Update 2: After a conversation with Seth Bromberger we have some new details. First, the reason you're unable to replicate this issue is that DigiNotar appears to have re-issued certificates. You can see Seth's screencast showing the issue here (you may need to go fullscreen to see the text). Further, DigiNotar appears to have chained their certificates to the Dutch government, we're not sure why.
But there's a larger problem here, and that involves how Keychain and Safari work to try and protect you from unsafe sites -- those signed by bad authorities. Essentially, the way this works in every other browser is that, if you take any certificate in Keychain and say "Never Trust" you will get a warning when visiting a site signed with that CA. In Safari, this doesn't happen. Instead, you must delete the certificate entirely. We're not sure why this is so, but Apple has apparently known about this for a while and done nothing to change what would seem like an obvious method for protecting users.
We're working on this story, stay tuned for a separate post. - Victor
After DigiNotar's servers were hacked last month and began issuing false digital certificates, some Mac users claimed they were finding that despite changing their security settings that sites from DigiNotar were still seen as trusted.
IDG News Service (via Computerworld) cited Seth Bromberger, who said after he
removed revoked DigiNotar certificates from Keychain that he was still able to access material that should have been marked as untrusted. In other words, setting the certificates to "Never Trust" seemingly had no effect from Safari's viewpoint.
However, before panicking about unsafe digital certificates, the folks over at io101.org posted a how-to on getting the DigiNotar certificates off your Mac.
Update 3: According to Mr. Bromberger (who is actually a security specialist) now that DigiNotar has re-issued their certificates, the link Megan has below will not work as intended. As he says,
" this may have worked before DigiNotar reissued their certs, but now, that link WILL give you the warning she mentions regardless of whether you've deleted the certs or not. This will lead unsuspecting users to conclude that they've successfully mitigated the problem, when they haven't.

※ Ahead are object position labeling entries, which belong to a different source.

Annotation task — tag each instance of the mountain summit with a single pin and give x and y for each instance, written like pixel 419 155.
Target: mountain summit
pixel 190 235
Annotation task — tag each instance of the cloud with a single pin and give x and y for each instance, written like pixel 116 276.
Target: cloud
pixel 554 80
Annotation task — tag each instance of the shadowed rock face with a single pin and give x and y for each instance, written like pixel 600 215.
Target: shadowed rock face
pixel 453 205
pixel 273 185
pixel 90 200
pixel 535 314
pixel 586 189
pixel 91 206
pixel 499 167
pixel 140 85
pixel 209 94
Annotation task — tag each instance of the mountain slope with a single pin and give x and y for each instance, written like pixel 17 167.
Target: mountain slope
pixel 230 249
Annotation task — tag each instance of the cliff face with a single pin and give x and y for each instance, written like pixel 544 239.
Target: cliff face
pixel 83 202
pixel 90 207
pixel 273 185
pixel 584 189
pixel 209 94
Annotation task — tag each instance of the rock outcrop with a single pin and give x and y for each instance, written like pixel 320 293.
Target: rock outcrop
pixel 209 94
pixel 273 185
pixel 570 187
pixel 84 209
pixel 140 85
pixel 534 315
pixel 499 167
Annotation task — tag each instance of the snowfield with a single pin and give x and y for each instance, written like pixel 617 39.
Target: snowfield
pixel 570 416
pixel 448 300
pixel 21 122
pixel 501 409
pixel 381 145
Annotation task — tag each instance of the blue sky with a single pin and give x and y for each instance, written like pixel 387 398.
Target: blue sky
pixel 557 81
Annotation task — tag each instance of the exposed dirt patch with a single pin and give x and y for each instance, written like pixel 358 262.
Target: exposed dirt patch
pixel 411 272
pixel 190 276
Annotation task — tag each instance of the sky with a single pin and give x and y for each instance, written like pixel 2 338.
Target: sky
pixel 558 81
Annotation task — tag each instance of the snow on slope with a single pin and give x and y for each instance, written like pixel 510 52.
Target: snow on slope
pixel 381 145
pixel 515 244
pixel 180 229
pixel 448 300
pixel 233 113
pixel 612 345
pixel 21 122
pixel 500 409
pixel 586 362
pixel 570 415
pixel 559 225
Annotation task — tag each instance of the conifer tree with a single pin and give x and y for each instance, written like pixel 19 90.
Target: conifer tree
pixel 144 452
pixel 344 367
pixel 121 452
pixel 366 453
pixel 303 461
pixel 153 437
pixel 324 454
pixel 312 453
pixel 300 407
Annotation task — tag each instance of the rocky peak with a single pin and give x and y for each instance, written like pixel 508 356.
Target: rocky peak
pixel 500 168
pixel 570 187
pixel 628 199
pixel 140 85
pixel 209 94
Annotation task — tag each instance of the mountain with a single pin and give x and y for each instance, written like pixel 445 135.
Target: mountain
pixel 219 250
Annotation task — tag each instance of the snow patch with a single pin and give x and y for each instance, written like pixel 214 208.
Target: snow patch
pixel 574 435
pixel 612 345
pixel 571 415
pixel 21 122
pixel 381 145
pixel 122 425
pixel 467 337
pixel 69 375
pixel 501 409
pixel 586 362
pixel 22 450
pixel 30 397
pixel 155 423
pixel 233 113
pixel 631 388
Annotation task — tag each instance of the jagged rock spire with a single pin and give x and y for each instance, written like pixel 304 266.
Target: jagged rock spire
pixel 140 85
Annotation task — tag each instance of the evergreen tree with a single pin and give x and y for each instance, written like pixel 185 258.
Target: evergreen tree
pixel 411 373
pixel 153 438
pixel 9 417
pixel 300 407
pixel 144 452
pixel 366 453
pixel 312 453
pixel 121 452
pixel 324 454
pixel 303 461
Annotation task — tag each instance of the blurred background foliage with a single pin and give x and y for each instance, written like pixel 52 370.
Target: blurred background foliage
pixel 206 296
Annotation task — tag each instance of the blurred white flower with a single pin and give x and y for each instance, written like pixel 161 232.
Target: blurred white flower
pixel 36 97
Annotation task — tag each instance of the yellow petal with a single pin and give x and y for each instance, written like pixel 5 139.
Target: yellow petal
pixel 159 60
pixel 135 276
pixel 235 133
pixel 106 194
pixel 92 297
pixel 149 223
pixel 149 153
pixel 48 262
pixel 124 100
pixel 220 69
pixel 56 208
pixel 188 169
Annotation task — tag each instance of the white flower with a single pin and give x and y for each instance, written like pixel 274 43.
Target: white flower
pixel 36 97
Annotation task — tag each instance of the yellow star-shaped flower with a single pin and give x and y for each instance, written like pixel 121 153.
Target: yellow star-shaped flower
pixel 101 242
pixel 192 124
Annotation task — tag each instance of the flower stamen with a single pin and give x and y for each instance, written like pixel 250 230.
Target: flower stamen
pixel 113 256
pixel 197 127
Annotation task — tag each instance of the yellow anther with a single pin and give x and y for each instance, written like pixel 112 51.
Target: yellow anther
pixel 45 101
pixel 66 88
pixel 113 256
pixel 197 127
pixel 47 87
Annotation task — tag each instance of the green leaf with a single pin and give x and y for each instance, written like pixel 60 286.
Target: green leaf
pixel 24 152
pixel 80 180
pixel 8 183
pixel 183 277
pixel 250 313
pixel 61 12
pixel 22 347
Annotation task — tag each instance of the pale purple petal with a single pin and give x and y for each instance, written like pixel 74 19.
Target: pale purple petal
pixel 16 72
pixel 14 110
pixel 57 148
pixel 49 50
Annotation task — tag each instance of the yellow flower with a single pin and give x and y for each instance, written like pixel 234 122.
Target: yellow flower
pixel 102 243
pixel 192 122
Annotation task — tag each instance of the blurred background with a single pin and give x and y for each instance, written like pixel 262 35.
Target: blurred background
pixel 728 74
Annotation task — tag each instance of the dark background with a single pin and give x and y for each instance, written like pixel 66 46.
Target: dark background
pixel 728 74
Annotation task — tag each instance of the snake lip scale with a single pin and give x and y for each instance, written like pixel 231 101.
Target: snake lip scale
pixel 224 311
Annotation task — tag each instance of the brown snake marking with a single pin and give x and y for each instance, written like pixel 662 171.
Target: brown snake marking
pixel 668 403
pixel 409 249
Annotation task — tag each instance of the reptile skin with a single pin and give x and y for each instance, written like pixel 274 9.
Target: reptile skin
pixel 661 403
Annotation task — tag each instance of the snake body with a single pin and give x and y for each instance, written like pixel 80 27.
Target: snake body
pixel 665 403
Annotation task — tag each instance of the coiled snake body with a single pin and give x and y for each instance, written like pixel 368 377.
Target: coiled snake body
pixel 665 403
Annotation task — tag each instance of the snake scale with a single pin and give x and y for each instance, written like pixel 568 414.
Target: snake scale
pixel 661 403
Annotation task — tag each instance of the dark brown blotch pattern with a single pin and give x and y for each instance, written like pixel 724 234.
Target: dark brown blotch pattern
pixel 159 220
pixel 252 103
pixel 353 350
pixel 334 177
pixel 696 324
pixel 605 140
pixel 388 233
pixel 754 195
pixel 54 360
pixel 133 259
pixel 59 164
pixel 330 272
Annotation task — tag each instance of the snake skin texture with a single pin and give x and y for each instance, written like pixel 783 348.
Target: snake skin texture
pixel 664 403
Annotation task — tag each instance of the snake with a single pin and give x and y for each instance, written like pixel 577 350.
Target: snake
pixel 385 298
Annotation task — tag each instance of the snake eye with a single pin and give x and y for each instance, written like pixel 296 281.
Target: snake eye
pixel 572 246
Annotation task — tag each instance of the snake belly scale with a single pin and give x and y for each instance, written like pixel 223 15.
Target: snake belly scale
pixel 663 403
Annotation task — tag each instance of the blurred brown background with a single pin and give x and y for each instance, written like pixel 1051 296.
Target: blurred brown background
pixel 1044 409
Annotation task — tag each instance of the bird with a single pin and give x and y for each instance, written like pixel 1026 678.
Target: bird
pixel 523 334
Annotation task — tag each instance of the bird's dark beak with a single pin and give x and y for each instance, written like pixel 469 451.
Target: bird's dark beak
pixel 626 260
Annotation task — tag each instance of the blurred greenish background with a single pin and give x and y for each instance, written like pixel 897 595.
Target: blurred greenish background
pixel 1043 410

The reason this happens is because the link in the post gives you a different warning - it's a hostname mismatch as opposed to a "certificate not found/trusted" (or whatever the actual warning is). Only if you click "View certificate" will you see the difference."
First, test to see if your browser has DigiNotar SSL access by clicking this link. If there are no DigiNotar certificates on your Mac, you will get the following:
However, if you don't get a warning, then do the following:
- Open Keychain Access
- Search for DigiNotar
- Delete the certificate entirely or double-click to bring up options and change the trust setting to "Never Trust"
- Restart Safari
- Check the above link again to see if the certificate was blocked.
So, what about Bromberger's concerns? I replicated the steps above by first deleting the DigiNotar certificate entirely, then distrusting it. Both times, I received warnings from Safari that I was accessing an insecure site.
However, the key here is to restart Safari once the certificate changes are made. When I made the fixes without restarting Safari, I was still granted access to the site.
If you're able to replicate Bromberger's issues, we're interested in hearing from you in the comments.
Update: Rachel's provided a couple other test links for the certificate, which io101 did as well. Thanks, Rachel!